I absorbed what he said and the view around me, understanding. “I could see how this could be inspiring. Does your music come to you here?”
He shook his head and said quietly, “The words come to me here.”
Neither of us said anything. I had the thought that we could both sit there for hours and never say a word to each other. It was one of those places where two people could just be together, a place you could share something beautiful in complete, companionable silence.
That same silence spilled over us on the ride back toward the barn. I felt wonderful, and I had nothing to say, nothing to be spoken aloud.
About a hundred feet from the barn, we stopped abruptly. The snowmobile had become stuck as he was trying to ride through a deeper snowdrift. He swore under his breath and put his foot down, as he was playing with the motor, and then it started moving again. Way too fast. Rio and the snowmobile flew forward.
I didn’t.
I was flat on my back sprawled in the snow, staring up at the thick gray snow clouds in the sky above me and the beginnings of snowflakes that were starting to fall and stick to my face.
“March!”
I could hear the crunch of his boots in the snow, running towards me.

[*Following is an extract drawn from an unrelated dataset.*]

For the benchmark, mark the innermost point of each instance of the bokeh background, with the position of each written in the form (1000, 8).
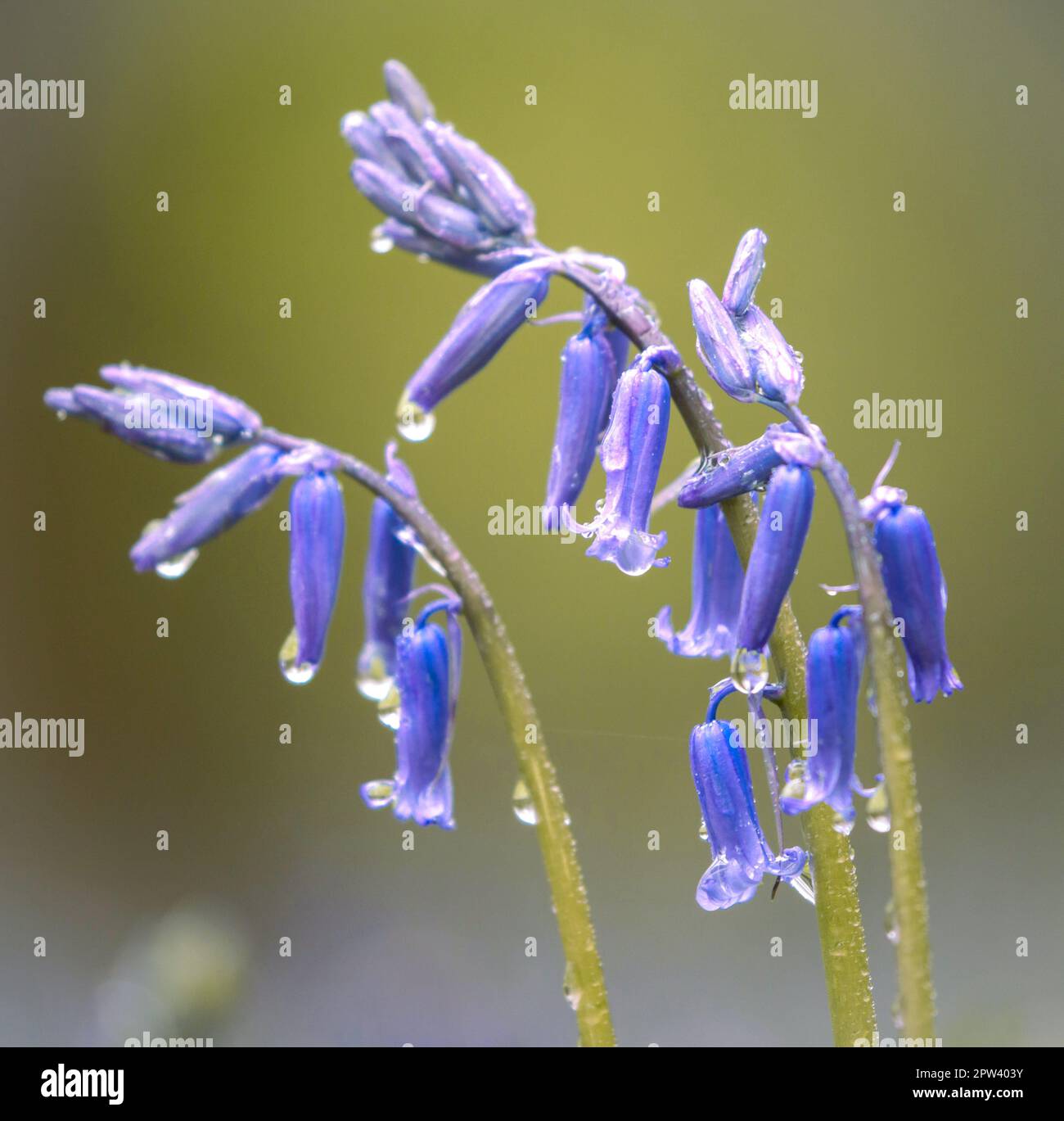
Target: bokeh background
(270, 841)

I blinked as his face came into my line of vision.
“Are you okay?” He was sincerely worried, and didn’t see the handful of snow I threw right in his face.
Laughing, I rolled away, but he was on me, shouting he was “gonna get me and make me pay” laughing and rubbing my face in the snow, me shoveling handfuls of it anywhere I could, mostly his face and ears, and we rolled around like two Labrador puppies until I cried “Uncle!” and gave up, pinned to the snowy ground by his long body on mine.
Our laughter faded, and I was in deep trouble, looking up at him, feeling things I didn’t think I should be feeling for him as our breathing beat the same fast tattoo. My gaze went from his eyes to his mouth and then I completely forgot to breathe. The silence was fast changing to something else altogether, a powerful emotion, taut as a guitar string there between the two of us.